Je tenais une page spéciale dans mon carnet pour ces mots qu’il qualifiait volontiers de bâtards et qui étaient heureux, selon moi, de trouver un endroit où se recueillir et se reposer : les mots doivent aussi pouvoir s’allonger pour reprendre des forces, il faudrait des hôpitaux pour les mots…

Lorsque je lui dis que j’avais perdu la mémoire, que j’étais vide, oui, vide comme un pot, aussi creuse qu’une huître de troisième catégorie échouée sur la plage un soir de tempête, il (Wajdi) me regarda d’un air supérieur…

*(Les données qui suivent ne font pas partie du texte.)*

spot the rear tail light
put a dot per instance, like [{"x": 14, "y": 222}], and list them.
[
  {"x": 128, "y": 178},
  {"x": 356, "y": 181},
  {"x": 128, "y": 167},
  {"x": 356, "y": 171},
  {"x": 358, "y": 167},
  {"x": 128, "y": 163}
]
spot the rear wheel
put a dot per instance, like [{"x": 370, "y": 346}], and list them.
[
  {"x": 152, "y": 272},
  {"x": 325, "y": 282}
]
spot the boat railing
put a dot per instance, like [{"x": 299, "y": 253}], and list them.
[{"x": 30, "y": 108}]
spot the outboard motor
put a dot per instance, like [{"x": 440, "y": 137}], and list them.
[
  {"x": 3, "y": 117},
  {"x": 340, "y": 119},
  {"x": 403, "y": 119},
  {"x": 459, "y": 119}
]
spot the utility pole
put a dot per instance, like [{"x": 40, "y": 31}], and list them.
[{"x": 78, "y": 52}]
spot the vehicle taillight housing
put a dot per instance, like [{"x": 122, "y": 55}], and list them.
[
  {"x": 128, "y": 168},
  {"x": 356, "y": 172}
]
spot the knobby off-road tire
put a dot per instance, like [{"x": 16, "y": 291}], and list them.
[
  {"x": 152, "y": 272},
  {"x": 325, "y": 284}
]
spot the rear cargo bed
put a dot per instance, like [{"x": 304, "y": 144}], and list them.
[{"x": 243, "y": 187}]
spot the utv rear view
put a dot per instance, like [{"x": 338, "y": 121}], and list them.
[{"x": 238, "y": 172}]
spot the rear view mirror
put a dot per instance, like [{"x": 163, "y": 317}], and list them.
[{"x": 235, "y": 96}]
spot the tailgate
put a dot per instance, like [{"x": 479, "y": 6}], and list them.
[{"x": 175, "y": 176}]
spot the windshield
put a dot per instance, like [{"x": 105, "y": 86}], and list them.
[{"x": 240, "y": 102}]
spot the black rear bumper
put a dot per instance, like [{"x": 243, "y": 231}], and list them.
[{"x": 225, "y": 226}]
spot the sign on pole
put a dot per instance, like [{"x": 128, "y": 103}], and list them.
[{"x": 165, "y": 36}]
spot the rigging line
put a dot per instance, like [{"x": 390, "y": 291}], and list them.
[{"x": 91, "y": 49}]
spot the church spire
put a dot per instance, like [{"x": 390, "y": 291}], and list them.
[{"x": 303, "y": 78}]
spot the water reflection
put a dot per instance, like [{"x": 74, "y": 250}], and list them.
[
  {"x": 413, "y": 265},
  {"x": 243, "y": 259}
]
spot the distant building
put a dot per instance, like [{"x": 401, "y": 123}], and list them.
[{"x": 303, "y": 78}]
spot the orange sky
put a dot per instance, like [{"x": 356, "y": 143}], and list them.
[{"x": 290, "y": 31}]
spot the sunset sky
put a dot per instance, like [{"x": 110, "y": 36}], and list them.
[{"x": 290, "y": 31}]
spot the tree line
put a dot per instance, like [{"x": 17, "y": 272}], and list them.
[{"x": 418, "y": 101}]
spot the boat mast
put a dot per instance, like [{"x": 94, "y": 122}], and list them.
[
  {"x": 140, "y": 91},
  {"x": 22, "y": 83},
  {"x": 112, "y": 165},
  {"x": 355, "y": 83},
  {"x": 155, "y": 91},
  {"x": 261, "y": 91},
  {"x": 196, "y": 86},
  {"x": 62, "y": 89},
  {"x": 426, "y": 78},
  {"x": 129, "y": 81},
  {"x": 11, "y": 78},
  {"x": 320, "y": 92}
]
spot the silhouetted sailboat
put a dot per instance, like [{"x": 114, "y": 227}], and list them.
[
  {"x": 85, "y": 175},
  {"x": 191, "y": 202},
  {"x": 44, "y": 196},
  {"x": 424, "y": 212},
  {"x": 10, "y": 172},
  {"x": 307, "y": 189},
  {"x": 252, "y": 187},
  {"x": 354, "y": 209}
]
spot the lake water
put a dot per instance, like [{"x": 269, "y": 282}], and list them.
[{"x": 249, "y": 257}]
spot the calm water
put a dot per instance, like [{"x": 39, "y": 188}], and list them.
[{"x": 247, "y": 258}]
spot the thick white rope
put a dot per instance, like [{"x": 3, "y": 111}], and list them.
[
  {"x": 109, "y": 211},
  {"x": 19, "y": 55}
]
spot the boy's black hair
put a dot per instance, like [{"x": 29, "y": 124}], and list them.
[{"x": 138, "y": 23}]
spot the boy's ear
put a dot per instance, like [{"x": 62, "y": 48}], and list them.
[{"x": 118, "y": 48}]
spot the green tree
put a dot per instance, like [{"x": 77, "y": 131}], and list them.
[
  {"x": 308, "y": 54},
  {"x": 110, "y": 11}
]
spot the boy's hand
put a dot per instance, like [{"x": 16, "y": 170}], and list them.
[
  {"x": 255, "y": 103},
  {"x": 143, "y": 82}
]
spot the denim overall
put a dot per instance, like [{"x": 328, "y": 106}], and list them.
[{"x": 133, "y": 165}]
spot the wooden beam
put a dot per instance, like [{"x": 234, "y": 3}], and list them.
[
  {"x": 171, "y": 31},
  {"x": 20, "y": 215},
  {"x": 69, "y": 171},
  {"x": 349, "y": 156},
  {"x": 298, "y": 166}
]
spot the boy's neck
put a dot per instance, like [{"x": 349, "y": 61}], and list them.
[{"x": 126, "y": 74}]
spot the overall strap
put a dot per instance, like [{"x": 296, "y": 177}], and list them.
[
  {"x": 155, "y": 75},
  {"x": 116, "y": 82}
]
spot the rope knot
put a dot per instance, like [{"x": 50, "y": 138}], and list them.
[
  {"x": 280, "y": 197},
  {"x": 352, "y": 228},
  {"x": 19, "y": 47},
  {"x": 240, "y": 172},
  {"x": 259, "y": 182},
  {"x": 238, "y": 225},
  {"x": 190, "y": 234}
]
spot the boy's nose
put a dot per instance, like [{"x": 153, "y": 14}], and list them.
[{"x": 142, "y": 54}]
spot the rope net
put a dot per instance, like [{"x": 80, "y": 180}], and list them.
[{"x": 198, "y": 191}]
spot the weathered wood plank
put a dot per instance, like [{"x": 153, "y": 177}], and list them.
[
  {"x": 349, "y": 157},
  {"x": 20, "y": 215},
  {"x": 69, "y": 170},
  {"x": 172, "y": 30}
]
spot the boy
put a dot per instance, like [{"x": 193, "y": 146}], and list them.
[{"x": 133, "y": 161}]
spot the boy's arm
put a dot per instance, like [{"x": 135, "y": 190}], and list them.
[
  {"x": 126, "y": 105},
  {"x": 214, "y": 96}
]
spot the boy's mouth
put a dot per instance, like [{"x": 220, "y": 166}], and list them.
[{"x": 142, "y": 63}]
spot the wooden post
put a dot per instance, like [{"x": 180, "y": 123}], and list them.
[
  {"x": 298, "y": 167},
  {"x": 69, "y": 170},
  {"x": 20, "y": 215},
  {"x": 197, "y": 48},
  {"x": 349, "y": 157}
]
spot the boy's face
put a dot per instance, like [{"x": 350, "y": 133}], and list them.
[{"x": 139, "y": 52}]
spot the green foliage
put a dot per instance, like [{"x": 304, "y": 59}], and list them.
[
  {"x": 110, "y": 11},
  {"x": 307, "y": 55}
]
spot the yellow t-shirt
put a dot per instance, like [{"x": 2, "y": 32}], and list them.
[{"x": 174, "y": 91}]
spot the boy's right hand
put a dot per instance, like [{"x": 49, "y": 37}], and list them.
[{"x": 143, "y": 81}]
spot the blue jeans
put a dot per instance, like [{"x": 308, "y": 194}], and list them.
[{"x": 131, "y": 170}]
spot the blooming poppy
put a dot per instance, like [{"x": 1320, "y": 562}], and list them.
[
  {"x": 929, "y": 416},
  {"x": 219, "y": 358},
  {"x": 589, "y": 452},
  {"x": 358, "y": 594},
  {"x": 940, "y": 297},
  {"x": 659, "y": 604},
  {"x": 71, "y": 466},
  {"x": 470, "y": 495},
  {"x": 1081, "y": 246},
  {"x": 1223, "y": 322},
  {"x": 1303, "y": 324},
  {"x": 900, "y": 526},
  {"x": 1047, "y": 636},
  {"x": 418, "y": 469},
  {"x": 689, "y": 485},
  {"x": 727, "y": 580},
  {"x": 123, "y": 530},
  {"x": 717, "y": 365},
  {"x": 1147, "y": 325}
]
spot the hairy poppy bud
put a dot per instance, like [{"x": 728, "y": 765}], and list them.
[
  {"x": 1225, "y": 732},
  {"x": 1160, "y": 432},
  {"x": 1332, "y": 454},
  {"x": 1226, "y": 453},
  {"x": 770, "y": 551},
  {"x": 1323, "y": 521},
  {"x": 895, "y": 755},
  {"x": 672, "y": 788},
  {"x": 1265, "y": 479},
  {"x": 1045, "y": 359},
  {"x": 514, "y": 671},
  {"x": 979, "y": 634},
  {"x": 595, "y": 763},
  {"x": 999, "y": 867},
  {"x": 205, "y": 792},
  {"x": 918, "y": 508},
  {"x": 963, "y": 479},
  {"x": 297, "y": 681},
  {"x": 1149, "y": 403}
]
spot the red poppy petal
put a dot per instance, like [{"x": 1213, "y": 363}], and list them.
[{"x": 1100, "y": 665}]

J’avais rêvé cette nuit-là que la vie pouvait se comparer à un morceau de parmesan:le tout était de savoir retirer le plastique et de croquer le fromage au bon endroit.Je compris en me réveillant en sursaut que je n’étais pas au bon endroit, que je n’étais pas en train de croquer le fromage par le bon côté, mais de m’esquinter les incisives sur le croûte rance, au répugnant goût de plastique…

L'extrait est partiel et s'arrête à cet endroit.